The Canadian yield curve also inverted Friday, and remained so as of late Tuesday, portending a similarly gloomy outlook for the economy. Since banks borrow at short-term rates (in the form of deposits) and lend at long-term rates, a flat or inverted yield curve can compress profit margins on loans and weigh on bank profitability. Worse, if a recession follows, then traditional banking activities can dry up.

“The immediate impact is margins,” John Aiken, an analyst at Barclays Capital, said in an interview. “But I think what’s more worrisome is the implication that the economy is going to move slower, and therefore you’re going to see lower lending volumes.”

What a shift. As recently as November, yields on 10-year bonds were marching higher as the U.S. Federal Reserve and the Bank of Canada were in the midst of raising their key interest rates in anticipation of robust economic activity.

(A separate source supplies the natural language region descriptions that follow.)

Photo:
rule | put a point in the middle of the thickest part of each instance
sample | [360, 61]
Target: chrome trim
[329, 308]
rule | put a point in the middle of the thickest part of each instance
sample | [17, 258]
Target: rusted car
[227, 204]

Now, 10-year yields are well off their recent highs and financial markets anticipate that rate hikes by both central banks are on hold, perhaps indefinitely.

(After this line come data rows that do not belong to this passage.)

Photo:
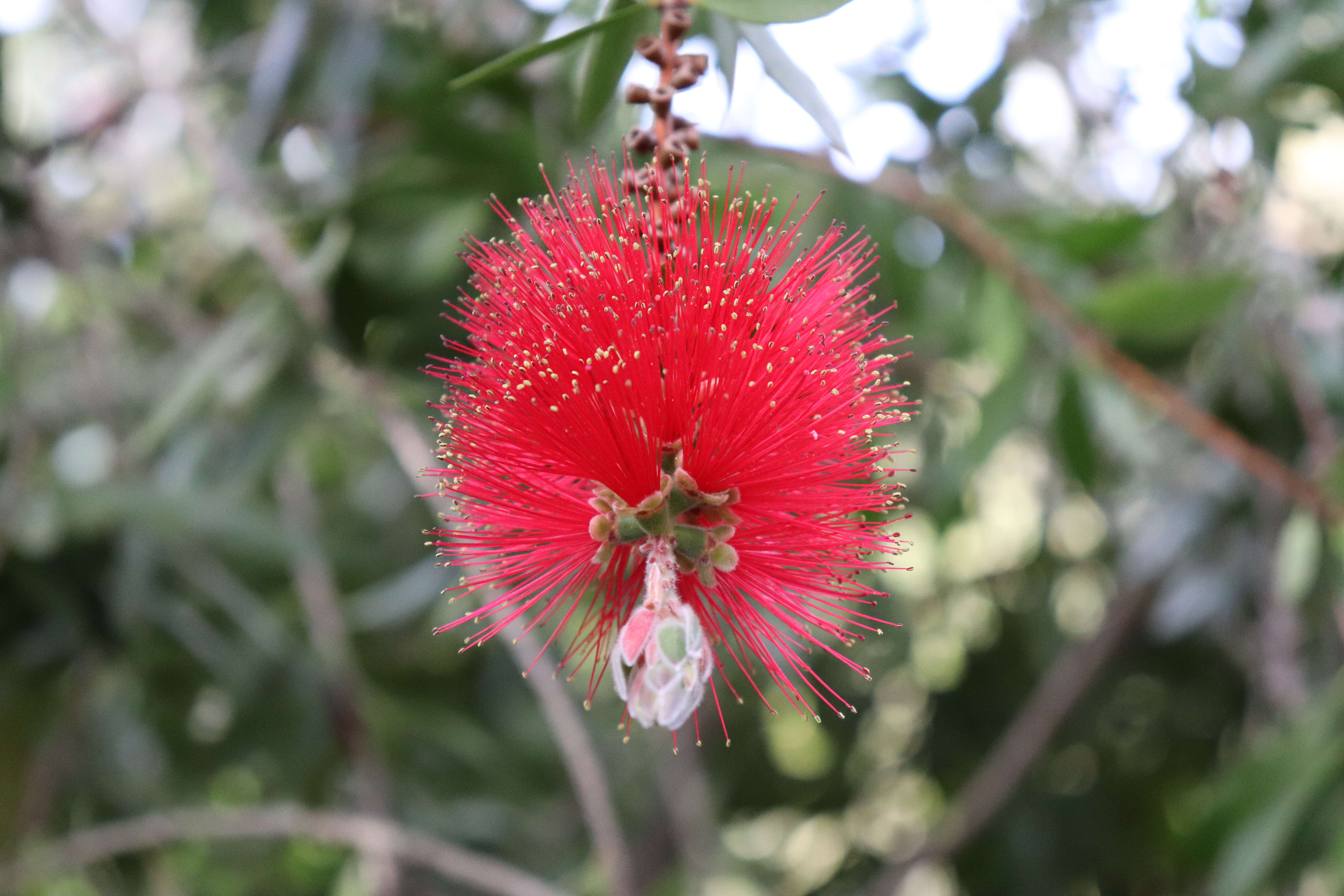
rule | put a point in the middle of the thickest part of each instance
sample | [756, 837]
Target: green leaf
[1255, 850]
[795, 82]
[519, 58]
[999, 327]
[726, 37]
[1159, 310]
[1073, 431]
[1087, 240]
[769, 11]
[607, 57]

So why hold onto your Canadian bank stocks?

For one thing, for all the gloom in the bond market, there is actually not yet a clear signal of an approaching recession.

Ed Yardeni, president of Yardeni Research Inc., pointed out this week that the signal from an inverted yield curve works better the longer it stays inverted. (Mr. Yardeni was formerly an economist at the Federal Reserve Bank of New York and chief investment strategist at Deutsche Bank and Prudential Equity Group.)

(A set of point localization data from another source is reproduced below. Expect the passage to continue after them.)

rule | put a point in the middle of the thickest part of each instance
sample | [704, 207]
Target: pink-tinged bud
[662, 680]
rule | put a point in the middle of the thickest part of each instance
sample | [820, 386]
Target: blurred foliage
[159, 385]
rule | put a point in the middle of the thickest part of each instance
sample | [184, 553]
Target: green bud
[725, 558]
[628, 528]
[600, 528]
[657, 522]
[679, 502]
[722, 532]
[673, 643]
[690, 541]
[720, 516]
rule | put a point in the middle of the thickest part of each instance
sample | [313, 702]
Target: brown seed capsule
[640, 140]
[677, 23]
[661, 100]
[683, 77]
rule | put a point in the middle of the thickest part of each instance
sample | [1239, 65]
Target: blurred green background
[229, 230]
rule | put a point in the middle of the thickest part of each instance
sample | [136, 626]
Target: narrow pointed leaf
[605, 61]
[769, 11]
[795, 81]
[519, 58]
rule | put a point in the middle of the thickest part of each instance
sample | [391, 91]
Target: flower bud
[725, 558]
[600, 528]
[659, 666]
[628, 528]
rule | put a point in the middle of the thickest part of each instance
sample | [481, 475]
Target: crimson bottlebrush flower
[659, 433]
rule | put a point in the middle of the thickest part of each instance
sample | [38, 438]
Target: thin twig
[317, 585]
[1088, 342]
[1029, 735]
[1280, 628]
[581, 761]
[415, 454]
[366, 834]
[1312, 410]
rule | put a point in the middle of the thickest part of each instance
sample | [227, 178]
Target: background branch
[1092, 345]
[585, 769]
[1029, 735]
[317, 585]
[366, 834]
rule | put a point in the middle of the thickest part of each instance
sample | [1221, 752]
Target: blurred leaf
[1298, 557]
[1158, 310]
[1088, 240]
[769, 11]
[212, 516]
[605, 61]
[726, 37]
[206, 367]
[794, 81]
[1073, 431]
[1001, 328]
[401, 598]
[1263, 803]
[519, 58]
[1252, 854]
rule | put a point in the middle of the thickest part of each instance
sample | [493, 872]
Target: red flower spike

Though the three-month U.S. T-bill yielded more than the 10-year bond again on Tuesday, the inversion is still just days old. What’s more, Mr. Yardeni noted that other indicators suggest the economy is holding up: For example, the spreads between yields on safe Treasury bonds and riskier high-yield bonds are narrowing and coincident economic indicators point to a continuing expansion.

Even if a recession is coming – and for all we know, it could be a mild one – its arrival could be delayed by a year or more.

“Prior to the last seven recessions, the yield curve inverted with a lead time of 55 weeks on average, with a high of 77 weeks and a low of 40 weeks,” Mr. Yardeni said in a note.

What’s more, bank stocks are already reflecting uncertainty. The shares, on average, have retreated about 1.5 per cent since Friday morning. Though prices have recovered from a sharp sell-off late last year, when the stocks traded at their lowest valuations since the depths of the financial crisis, the stocks have essentially zigzagged for the past two years.

According to Bloomberg, Canadian bank stocks trade at just 11-times trailing earnings (on a per-share basis), down from a price-to-earnings ratio of 13.6 in early 2017. That’s pretty cheap.

“Bank valuations are low globally and in Canada, so a lot of negative news is already priced in,” Robert Wessel said in an e-mail. Mr. Wessel is managing partner of Hamilton Capital, a Toronto-based investing firm that focuses on global financial services.

He added: "The most important causes of a credit cycle are largely absent, the most important ones being a central banker pushing up rates determined to defeat inflation or an asset bubble bursting."

Not convinced? Then consider the downside risk of holding onto your bank stocks: It’s not that bad.

Even if you had bought, say, Royal Bank of Canada at its highest point prior to the financial crisis – that would be May 24, 2007 – and held on through the sharp drop that followed, you would be up more than 68 per cent today, or 168 per cent with dividends.

That’s a nice return, considering the awful timing and the severe dip in 2008. The inverted yield curve is raising a lot of questions today, but staying invested is likely the best response.